Pour Heidegger, le diapason n’est pas une option mais notre mode d’existence : jeté dans l’ouvert, « pathique ». On ne s’accorde pas, on est accordé. In tune serait une bonne traduction, mais « au diapason », exhibant la figure de cet instrument qui sert à accorder, révèlerait plutôt la difficulté à être harmonieux. Le titre plonge donc déjà dans une rêverie esthétique… C’est le moment de se rappeler la blague d’Olivier Cadiot dans Retour définitif et durable de l’être aimé (P.O.L., 2002) : « Comme disait un philosophe : nous sommes la première génération sans Stimmung, pas de feeling pour le super-réel comme nos ancêtres chamaniques ».

C’est devant des œuvres utilisant de nouvelles technologies qu’on croise ce jeune public curieux, qui se demande en l’auscultant comment cet art-là est « fait ».

On sait Cadiot grand lecteur de Latour, Descola ou Kohn. Auteurs dont les ouvrages trônent à la librairie de la fondation Vuitton, comme à celle du Palais de Tokyo — si vous avez manqué le début du contemporain d’aujourd’hui. La phrase de Cadiot est un court-circuit volontaire : à la fois nous serions serions sortis du paradigme heideggerien – à moins que, victimes d’une chute romantique, nous soyons « sans monde » comme des cailloux ou, à la rigueur, « pauvres en monde » comme des animaux – et à la fois nous aurions aussi perdu une capacité originelle à communier avec l’esprit dans la plante ou l’animal.

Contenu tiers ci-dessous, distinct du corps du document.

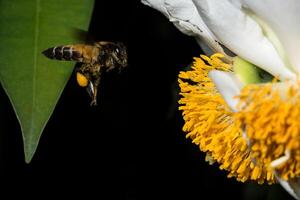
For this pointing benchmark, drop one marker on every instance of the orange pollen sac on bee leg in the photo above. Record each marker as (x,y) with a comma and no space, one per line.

La contradiction est résolue par Tim Ingold dans un article de Marcher avec les dragons qui s’intitule « Point, ligne, contrepoint. De l’environnement à l’espace fluide » : pour dépasser la séparation heideggerienne entre l’homme « ouvreur de monde » et l’animal « accaparé » par le monde, Ingold propose de renverser les rôles et de « célébrer l’ouverture inhérente à l’accaparement suscité chez l’animal par son environnement » afin, moyennant Deleuze et Guattari, de penser « l’ouverture d’une vie qui ne serait pas délimitée (…) et qui tracerait son chemin comme les racines d’un rhizome à travers toutes les failles et les fissures qui lui laisseraient la place de croître et de se mouvoir ». Vie, bien entendu, qui serait aussi celle de l’homme, à condition de l’envisager depuis le non-humain.

Dans cette nouvelle présentation de la collection Vuitton, on trouve des « tubes » anciens tels que l’Homme qui chavire (1950) de Giacometti, des anthropométries d’Yves Klein (années 60), des « abstractions libres » de Gerhard Richter (années 80), le remarquable Entrare nell’Opera (1971) de Giovanni Anselmo, où une figure humaine fait corps avec le médium photographique tel un moine friedrichien devant la mer — signe d’une prise de conscience de sa « connexion à l’univers » explique l’artiste, Stimmung au sens romantique.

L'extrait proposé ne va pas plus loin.